The height datum problem and the role of satellite gravity models

Regional height systems do not refer to a common equipotential surface, such as the geoid. They are usually referred to the mean sea level at a reference tide gauge. As mean sea level varies (by ±1 to 2 m) from place to place and from continent to continent each tide gauge has an unknown bias with respect to a common reference surface, whose determination is what the height datum problem is concerned with. This paper deals with this problem, in connection to the availability of satellite gravity missions data. Since biased heights enter into the computation of terrestrial gravity anomalies, which in turn are used for geoid determination, the biases enter as secondary or indirect effect also in such a geoid model. In contrast to terrestrial gravity anomalies, gravity and geoid models derived from satellite gravity missions, and in particular GRACE and GOCE, do not suffer from those inconsistencies. Those models can be regarded as unbiased. After a review of the mathematical formulation of the problem, the paper examines two alternative approaches to its solution.

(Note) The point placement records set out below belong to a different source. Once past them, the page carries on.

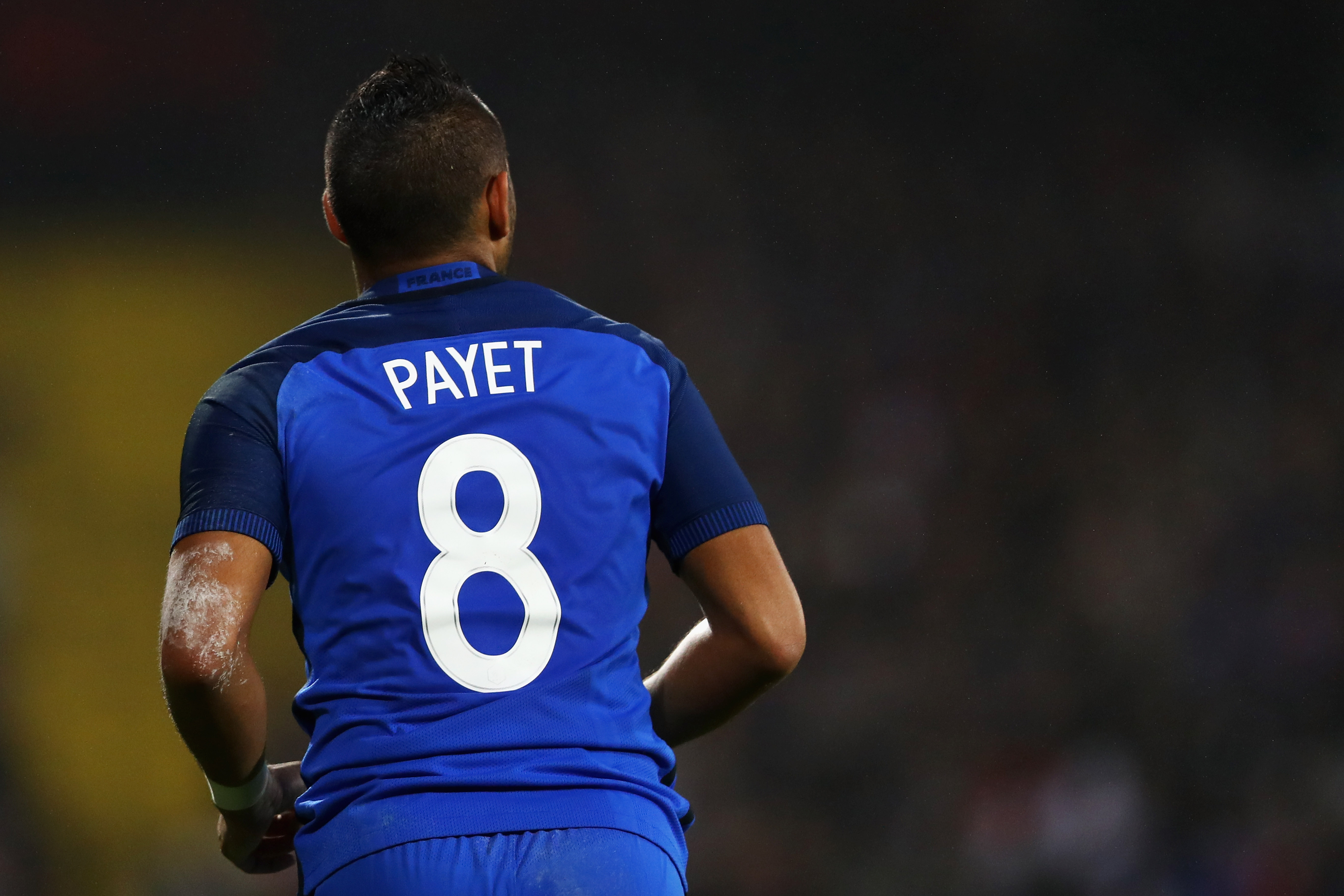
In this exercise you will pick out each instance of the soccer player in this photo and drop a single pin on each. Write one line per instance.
(460, 475)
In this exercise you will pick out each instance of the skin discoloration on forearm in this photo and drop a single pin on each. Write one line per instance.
(202, 616)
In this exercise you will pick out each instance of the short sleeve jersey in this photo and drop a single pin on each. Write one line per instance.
(460, 475)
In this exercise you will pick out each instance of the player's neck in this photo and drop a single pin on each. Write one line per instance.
(482, 252)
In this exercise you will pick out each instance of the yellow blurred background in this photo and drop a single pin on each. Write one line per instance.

The first one compares the gravity potential coefficients in the range of degrees from 100 to 200 of an unbiased gravity field from GOCE with those of the combined model EGM2008, that in this range is affected by the height biases. This first proposal yields a solution too inaccurate to be useful. The second approach compares height anomalies derived from GNSS ellipsoidal heights and biased normal heights, with anomalies derived from an anomalous potential which combines a satellite-only model up to degree 200 and a high-resolution global model above 200. The point is to show that in this last combination the indirect effects of the height biases are negligible. To this aim, an error budget analysis is performed. The biases of the high frequency part are proved to be irrelevant, so that an accuracy of 5 cm per individual GNSS station is found. This seems to be a promising practical method to solve the problem.